ZURICH (Reuters) - White Tale Holdings, the activist investor that thwarted a $20 billion merger between Clariant and U.S. rival Huntsman, on Monday demanded three seats on the Swiss chemical maker’s board and an independent strategic review of the business.
The companies dropped their merger plans on Friday after White Tale, an investment vehicle backed by hedge fund manager Keith Meister and New York-based fund 40 North, raised its Clariant stake to more than 20 percent.
“While the termination of the ill-conceived Huntsman merger is a positive first step in executing on this strategy, by no means is this a cause for celebration,” White Tale said. “The work is just beginning.”
“Unfortunately, Clariant management’s comments since Friday betray a desire to go back in time and pretend this episode did not occur. It is not October 2016,” it said.
It demanded an independent financial adviser review strategic alternatives for Clariant.
White Tale, which has said Clariant should sell its plastics and coatings business and reinvest the proceeds in higher-margin areas, said it would keep an open mind about the review’s findings.
Clariant said it had held several talks with White Tale since Friday.
“We will continue this exchange as part of our ongoing dialogue with all our shareholders. During this process we will of course consider White Tale’s requests. Clariant will nonetheless keep the interest of all stakeholders in mind when talking to White Tale,” it said.

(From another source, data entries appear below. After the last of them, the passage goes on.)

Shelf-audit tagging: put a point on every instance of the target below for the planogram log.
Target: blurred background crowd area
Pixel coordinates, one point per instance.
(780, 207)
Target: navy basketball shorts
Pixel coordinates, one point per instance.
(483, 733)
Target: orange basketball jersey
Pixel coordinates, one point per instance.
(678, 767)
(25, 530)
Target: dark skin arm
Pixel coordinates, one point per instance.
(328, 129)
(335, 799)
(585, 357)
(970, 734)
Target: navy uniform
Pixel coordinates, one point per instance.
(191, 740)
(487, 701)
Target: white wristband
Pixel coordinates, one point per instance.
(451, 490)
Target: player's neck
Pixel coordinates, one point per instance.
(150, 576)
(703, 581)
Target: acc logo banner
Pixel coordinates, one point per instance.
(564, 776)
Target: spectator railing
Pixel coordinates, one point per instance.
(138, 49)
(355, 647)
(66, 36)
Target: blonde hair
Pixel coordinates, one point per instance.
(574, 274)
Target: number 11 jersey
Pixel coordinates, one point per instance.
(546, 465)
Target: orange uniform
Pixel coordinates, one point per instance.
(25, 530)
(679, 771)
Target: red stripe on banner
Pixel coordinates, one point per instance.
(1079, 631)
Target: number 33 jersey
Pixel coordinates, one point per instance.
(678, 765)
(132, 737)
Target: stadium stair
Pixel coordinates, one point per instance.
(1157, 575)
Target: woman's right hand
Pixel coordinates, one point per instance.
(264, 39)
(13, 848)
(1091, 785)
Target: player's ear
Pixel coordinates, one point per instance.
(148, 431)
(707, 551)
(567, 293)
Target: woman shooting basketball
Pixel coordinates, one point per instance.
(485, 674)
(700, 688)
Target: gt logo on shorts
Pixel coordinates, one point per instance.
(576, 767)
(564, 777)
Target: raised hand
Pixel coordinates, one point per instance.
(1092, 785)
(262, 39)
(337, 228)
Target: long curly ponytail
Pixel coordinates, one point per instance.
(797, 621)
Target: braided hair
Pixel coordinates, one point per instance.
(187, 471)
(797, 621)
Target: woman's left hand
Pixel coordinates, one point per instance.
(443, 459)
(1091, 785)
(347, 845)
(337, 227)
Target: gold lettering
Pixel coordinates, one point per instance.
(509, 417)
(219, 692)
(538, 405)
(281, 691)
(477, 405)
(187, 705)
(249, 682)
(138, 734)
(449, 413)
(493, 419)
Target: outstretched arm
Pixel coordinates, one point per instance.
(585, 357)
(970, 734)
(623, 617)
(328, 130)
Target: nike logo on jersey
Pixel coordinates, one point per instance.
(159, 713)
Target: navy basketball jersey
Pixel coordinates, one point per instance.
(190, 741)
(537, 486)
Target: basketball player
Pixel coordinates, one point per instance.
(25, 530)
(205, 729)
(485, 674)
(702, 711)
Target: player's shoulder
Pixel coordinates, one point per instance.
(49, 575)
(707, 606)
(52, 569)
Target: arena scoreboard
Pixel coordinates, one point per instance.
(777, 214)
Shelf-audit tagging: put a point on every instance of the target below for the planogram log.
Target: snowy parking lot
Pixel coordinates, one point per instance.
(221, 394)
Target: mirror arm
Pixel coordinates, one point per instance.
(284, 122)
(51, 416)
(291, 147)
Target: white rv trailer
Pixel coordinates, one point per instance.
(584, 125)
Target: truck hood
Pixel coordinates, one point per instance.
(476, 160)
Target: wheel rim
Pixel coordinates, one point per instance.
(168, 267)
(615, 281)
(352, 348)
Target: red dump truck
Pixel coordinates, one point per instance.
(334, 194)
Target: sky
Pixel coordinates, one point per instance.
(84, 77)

It expressed confidence that “reasonable discussions” would focus on the sustainable future of Clariant.
White Tale said: “Should we be unable to come to agreement with the current board of directors shortly, we will have no choice but to move to call an extraordinary general meeting so that all shareholders can have a voice in Clariant’s future.”
Clariant shares were down nearly 2 percent in early trading.
“We expect an independent review of Clariant to highlight once more that the Huntsman merger did not make strategic sense,” analysts at Bernstein said in a research note.
They noted Clariant’s board of directors now consists of nine people, including Chief Executive Hariolf Kottmann.
“Three board seats would give White Tale a representation similar to their shareholding. However, we note that they would require 50 percent of share capital to remove management, which could be difficult, even though their support is increasing among the shareholder base,” the Bernstein analysts said.